Theological Journal – September 8 Footprints, Buttprints, and Bonhoeffer

 “Footprints in the Sand” speaks of God carrying us when our strength gives out in following him.

“Buttprints in the Sand” parodies this reliance on God carrying us and calls on us to walk and do what God wants lest he tire of our faux dependence on him and drop us on our backsides.

Bonhoeffer would, I think, call both “religious” responses that people in our time can no longer sense a need for or experience. He would say we must follow God “nonreligiously,” that is,

“The return to that (Footprints or Buttprints way of life )is only a counsel of despair, a sacrifice made only at the cost of intellectual integrity. It’s a dream, to the tune of “Oh, if only I knew the road back, the long road to childhood’s land!” There is no such way—at least not by willfully throwing away one’s inner integrity, but only in the sense of Matt. 18:3, that is, through repentance, through ultimate honesty! And we cannot be honest unless we recognize that we have to live in the world—“etsi deus non daretur” (“as if God did not exist”) And this is precisely what we do recognize—before God! God himself compels us to recognize it. Thus our coming of age leads us to a truer recognition of our situation before God. God would have us know that we must live as those who manage their lives without God. The same God who is with us is the God who forsakes us (Mark 15:34!). The same God who makes us to live in the world without the working hypothesis of God is the God before whom we stand continually. Before God, and with God, we live without God. God consents to be pushed out of the world and onto the cross; God is weak and powerless in the world and in precisely this way, and only so, is at our side and helps us. (Bonhoeffer, Dietrich. Letters and Papers from Prison (Dietrich Bonhoeffer Works) (pp. 464-465). Fortress Press. Kindle Edition)
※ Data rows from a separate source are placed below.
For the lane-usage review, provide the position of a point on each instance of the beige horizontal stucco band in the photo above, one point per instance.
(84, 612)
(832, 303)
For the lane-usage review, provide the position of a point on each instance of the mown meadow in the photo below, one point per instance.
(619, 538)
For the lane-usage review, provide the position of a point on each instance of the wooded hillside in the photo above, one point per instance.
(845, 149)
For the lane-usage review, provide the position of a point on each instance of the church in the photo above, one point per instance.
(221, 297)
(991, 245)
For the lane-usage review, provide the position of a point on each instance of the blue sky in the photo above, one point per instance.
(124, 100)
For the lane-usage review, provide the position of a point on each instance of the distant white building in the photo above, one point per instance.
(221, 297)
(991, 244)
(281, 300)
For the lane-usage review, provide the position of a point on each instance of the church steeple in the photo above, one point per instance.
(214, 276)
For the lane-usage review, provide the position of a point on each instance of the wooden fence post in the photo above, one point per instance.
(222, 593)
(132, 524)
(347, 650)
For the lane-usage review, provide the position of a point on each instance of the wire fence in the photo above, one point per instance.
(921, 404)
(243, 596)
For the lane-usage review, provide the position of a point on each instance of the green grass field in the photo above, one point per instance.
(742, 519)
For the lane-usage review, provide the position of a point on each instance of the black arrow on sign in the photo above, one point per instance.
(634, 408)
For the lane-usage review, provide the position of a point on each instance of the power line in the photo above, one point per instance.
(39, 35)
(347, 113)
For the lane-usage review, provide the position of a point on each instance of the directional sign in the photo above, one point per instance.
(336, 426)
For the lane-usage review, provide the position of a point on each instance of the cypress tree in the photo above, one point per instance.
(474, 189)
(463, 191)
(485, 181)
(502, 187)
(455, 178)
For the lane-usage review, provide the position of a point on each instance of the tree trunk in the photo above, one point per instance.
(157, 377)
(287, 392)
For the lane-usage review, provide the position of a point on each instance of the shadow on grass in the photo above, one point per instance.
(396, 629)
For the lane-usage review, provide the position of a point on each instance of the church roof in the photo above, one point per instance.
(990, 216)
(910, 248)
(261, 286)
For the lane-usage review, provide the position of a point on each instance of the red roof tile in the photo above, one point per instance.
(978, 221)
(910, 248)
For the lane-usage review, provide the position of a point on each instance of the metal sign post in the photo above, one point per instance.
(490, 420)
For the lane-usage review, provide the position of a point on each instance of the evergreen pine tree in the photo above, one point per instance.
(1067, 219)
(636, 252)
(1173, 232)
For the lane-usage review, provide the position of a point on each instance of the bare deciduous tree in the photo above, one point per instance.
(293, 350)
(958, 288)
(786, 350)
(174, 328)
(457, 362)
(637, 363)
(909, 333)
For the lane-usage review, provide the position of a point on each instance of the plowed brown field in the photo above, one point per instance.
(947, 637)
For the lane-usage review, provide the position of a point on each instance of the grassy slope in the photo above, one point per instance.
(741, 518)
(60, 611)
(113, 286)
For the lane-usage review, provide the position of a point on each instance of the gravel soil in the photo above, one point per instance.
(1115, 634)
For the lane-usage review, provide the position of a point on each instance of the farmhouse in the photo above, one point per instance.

Or, to put it another way, Christian faith in a nonreligious world is best seen as one set of footprints in the sand where the believer (or better, the church) carries God, the crucified God, making him known to the world in the only way the true and living God is with us to help us, as the one killed in his weakness and powerlessness on the cross.

So, I suggest we have neither a single set of divine prints in the sand, nor buttprints where God has tired of carrying us and dropped us so we will walk, but a single set of footprints of a individual or a church carrying the crucified One to and through his world.